# Solving Supervised Learning Tasks with Neuroevolution in EvoX 

EvoX provides solutions for supervised learning tasks based on neuroevolution, with key modules including [`SupervisedLearningProblem`](#evox.problems.neuroevolution.SupervisedLearningProblem) and [`ParamsAndVector`](#evox.utils.parameters_and_vector.ParamsAndVector). Taking the MNIST classification task as an example, this section illustrates the neuroevolution process for supervised learning by adopting the modules of EvoX.

## Basic Setup

Basic component imports and device configuration serve as the essential starting steps for the neuroevolution process.

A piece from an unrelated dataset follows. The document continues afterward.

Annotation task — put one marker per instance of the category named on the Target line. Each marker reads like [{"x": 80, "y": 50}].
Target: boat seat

Here, to ensure the reproducibility of results, a random seed can be optionally set.

In [1]:
import torch
import torch.nn as nn

from evox.utils import ParamsAndVector
from evox.core import Algorithm, Mutable, Parameter, jit_class
from evox.problems.neuroevolution.supervised_learning import SupervisedLearningProblem
from evox.algorithms import PSO
from evox.workflows import EvalMonitor, StdWorkflow


# Set device
device = "cuda:0" if torch.cuda.is_available() else "cpu"

# Set random seed
seed = 0
torch.manual_seed(seed)
torch.cuda.manual_seed_all(seed)
torch.backends.cudnn.benchmark = False
torch.backends.cudnn.deterministic = True

In this step, a sample convolutional neural network (CNN) model is directly defined upon the PyTorch framework and then loaded onto the device.

In [2]:
class SampleCNN(nn.Module):
    def __init__(self):
        super(SampleCNN, self).__init__()
        self.features = nn.Sequential(
            nn.Conv2d(1, 3, kernel_size=3, padding=1),
            nn.ReLU(),
            nn.MaxPool2d(kernel_size=2, stride=2),
            nn.Conv2d(3, 3, kernel_size=3),
            nn.ReLU(),
            nn.MaxPool2d(kernel_size=2, stride=2),
            nn.Conv2d(3, 3, kernel_size=3),
            nn.ReLU(),
            nn.Conv2d(3, 3, kernel_size=3),
            nn.ReLU(),
        )
        self.classifier = nn.Sequential(nn.Flatten(), nn.Linear(12, 10))

    def forward(self, x):
        x = self.features(x)
        x = self.classifier(x)
        return x

model = SampleCNN().to(device)

total_params = sum(p.numel() for p in model.parameters())
print(f"Total number of model parameters: {total_params}")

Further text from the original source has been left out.